Technologie und Nachhaltigkeit behalten ihren hohen Stellenwert. So erfreut sich der von der VDR-Akademie frisch aufgelegte Zertifikatskurs 'Sustainable Business Travel' einer enorm großen Nachfrage. In der Technologie wollen wir uns in einer Art Zukunftswerkstatt mit KI und ihrer Bedeutung im Geschäftsreise-Management beschäftigen. Eine große Rolle werden schließlich die ganzheitliche Mobilität sowie das Berufsbild des Travel Managers spielen. Immer mehr geht es hier um Prozesse, Stakeholder-Management und strategische Fragen statt ums Verhandeln.

Finden Sie genügend Resonanz für Ihre Wünsche bei den Anbietern? Die Geschäftsreise erholt sich nur langsam, während der Tourismus boomt.
Business Travel wird immer extrem wichtig sein, auch für den Umsatz der Anbieter. Dass über die Sinnhaftigkeit einzelner Reisen verstärkt nachgedacht wird, ist gut – aus finanziellen und ökologischen Gründen und natürlich auch mit Blick auf die Work-Life-Balance.

Aber der Eindruck ist, dass Hotels und Fluggesellschaften verstärkt in Richtung Leisure umsteuern.

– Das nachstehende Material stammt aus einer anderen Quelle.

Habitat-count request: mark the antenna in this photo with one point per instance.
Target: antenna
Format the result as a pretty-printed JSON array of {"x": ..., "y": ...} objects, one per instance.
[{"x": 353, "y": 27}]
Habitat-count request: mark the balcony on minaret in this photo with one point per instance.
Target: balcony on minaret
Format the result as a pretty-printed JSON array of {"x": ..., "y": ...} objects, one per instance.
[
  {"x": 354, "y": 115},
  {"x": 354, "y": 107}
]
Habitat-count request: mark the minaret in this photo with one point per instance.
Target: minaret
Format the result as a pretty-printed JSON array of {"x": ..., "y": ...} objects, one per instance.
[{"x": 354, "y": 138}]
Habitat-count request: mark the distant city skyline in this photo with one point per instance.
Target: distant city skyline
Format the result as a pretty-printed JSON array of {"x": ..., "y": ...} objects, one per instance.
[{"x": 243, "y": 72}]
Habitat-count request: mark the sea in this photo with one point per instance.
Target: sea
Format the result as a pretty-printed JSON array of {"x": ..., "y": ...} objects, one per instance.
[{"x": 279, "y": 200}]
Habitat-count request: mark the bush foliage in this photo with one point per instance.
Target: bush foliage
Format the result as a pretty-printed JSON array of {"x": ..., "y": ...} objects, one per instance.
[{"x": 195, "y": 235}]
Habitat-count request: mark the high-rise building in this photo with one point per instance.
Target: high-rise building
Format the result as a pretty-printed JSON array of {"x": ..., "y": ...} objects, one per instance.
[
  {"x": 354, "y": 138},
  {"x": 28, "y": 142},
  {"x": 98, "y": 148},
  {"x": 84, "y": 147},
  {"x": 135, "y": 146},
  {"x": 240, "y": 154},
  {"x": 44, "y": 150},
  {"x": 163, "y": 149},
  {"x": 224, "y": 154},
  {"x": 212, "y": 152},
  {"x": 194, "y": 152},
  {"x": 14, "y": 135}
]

Sie positionieren sich zweifellos deutlicher als bislang im touristischen Segment, das gerade in den letzten zwei Jahren eine besondere Relevanz für die Anbieter hatte. Das heißt aber nicht im Umkehrschluss, dass Business Travel für sie an Bedeutung verloren hat. Ich verweise auf die GBTA/VDR-Tagung, wo sich Dutzende Anbieter den Besuchern präsentiert haben. Das hätten sie nicht getan, wenn Geschäftsreise keine bedeutende Rolle für sie spielen würde. Zudem sind auch einige unserer neuen Mitgliedsfirmen Anbieter, und wir freuen uns über weitere.